6 ways to make your meetings more effective

Meetings can be a great opportunity for your team to share knowledge, discuss ideas and make important decisions. However, more often than not, meetings are not as effective as they should be. If you’ve ever found yourself in an unproductive meeting, or one you can’t wait to get out of – don’t worry, you are not the only one.

When meetings are done right, they can be extremely beneficial in aligning business goals and driving development.

Here are 6 tips to make your future meetings more effective:

Establish a clear agenda

One of the most common problems of unproductive meetings is unclear objectives. When you are setting a meeting, make sure to communicate exactly what topics will be discussed and what each person should bring to the table. This will set expectations for what will be accomplished and allow attendees to prepare accordingly.


A brief email before the meeting can go a long way.

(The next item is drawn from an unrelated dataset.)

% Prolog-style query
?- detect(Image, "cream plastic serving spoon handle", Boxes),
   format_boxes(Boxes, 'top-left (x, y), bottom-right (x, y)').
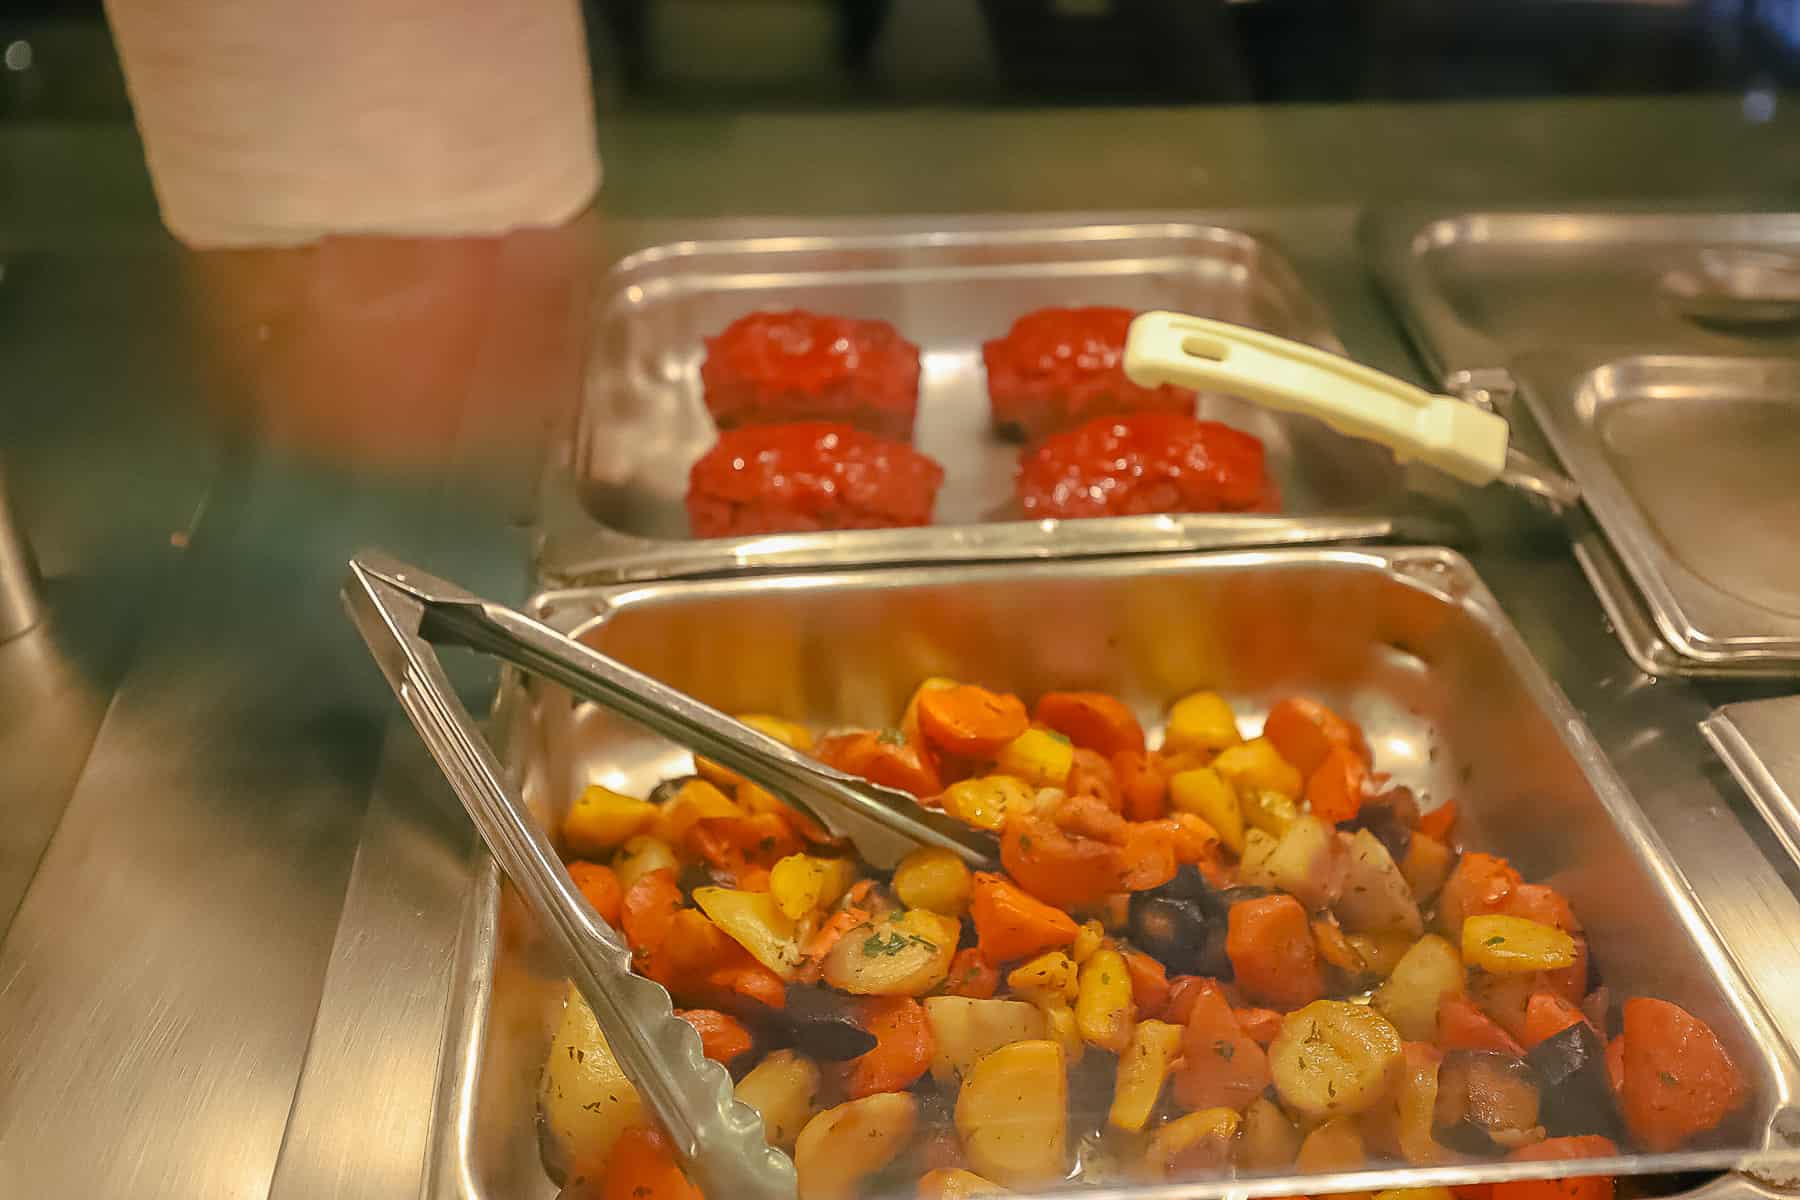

If the meeting includes slides or additional material, share the information at least 24 hours prior. Letting participants review data beforehand will give them time to thoroughly digest all the information, come up with questions or comments, and make the meeting more collaborative than if they were presented with new information during the meeting.

Identify a lead

There’s a reason why ‘too many cooks spoil the broth’ is a proverb. When it comes to managing a meeting, it helps to designate one person to lead the meeting and act as the main contact person. Having someone orchestrate the meeting ensures discussions stay on the right track and reduces awkward moments of not knowing what to do next. A lead can also act as a clear decision maker who can move topics forward when meetings get stuck. As well, all questions before the meeting should be clarified by one main contact person. This will remove any confusion and ensure every attendee is on the same page.

Keep meetings short & small

How often have meetings filled up your schedule, only to end up being a waste time? Before a meeting is organized, consider thoroughly whether it is really necessary.

Does the meeting create substantial value? Is there no better way to exchange the information?

If the answer is no – don’t schedule the meeting.

If the answer is yes – schedule the meeting, but keep it short and small.

Don’t let meetings run longer than they are supposed to, because you will waste valuable time for yourself and others. Time constraint reinforces urgency and breeds creativity. If you restrict the length of the meeting, people will more likely focus on the most important topics and avoid going off track.

Using a timer is an effective way to enforce a time limit. When the timer rings, the meeting is over. Period. The psychological effect of a timer will ensure future meetings do not go over time, and imminent information is exchanged as quickly and efficiently as possible. 

Only those who can make an important contribution should attend the meeting. People who do not add additional value to the topic do not need to be present. If someone is not contributing or learning, or they do not want to do either, then they need to leave. Having less people will not only speed up meetings but also ensure those who do not need to attend can better spend their time on more important tasks. 

Change it up

Try taking your next meeting outside. Regular meetings can become boring and repetitive, and be less productive as a result. If the weather is nice, go for a walk. If not, chat over coffee at a cafe nearby. Switching things up will take away the monotony, and keep meetings exciting and enjoyable for everyone involved.


Standup meetings have also proven to be effective. Aside from physically standing up, team members receive updates on the latest happenings and get caught up with what is going on in each department. While standup meetings may not be practical for every occasion, the advantage is they are short and straightforward. Standing for a long period of time is uncomfortable, and this discomfort will help propel the meeting.

Establish ground rules of conduct

Structured meetings with every attendee completely focused to contribute are the most effective. To achieve such meetings, certain rules and etiquettes must be established. The most common faux pas is arriving late. Not only does this push back the start time for the entire group, but also wastes time for punctual team members. The best way to deal with late arrivals is to begin meetings as scheduled. Accommodating latecomers will only reinforce the disruptive behavior. If someone is habitually late, don’t wait for them. You can also come up with small penalties, such as singing a song or putting a few coins into a “latecomer” jar to encourage attendees to show up on time.

Another important rule is no electronics. I don’t know about you, but the notes I took in university were always much better on paper than on my laptop. This is not only because electronics are distracting, but they also hinder the retention of information. Without computers and cellphones, you will have less distractions and be able to better focus on the topic at hand. Being in the present will allow team members to better capture concepts during the meeting. Higher concentration on processing information in the now will produce more ideas and solutions, and as a result, increase the productivity of your meetings.

Conclude with clear direction

Make sure to save the last few minutes of the meeting to recap and wrap everything up. Try to dig out questions during Q&A to ensure there is absolutely no confusion as to what each attendee is required to do after the meeting. The meeting lead must also designate tasks and reiterate specific goals and deadlines. This will allow every attendee to leave the meeting with concrete next steps for action. And by doing so, you will set your team on the right track and maximize the efficiency of your meeting.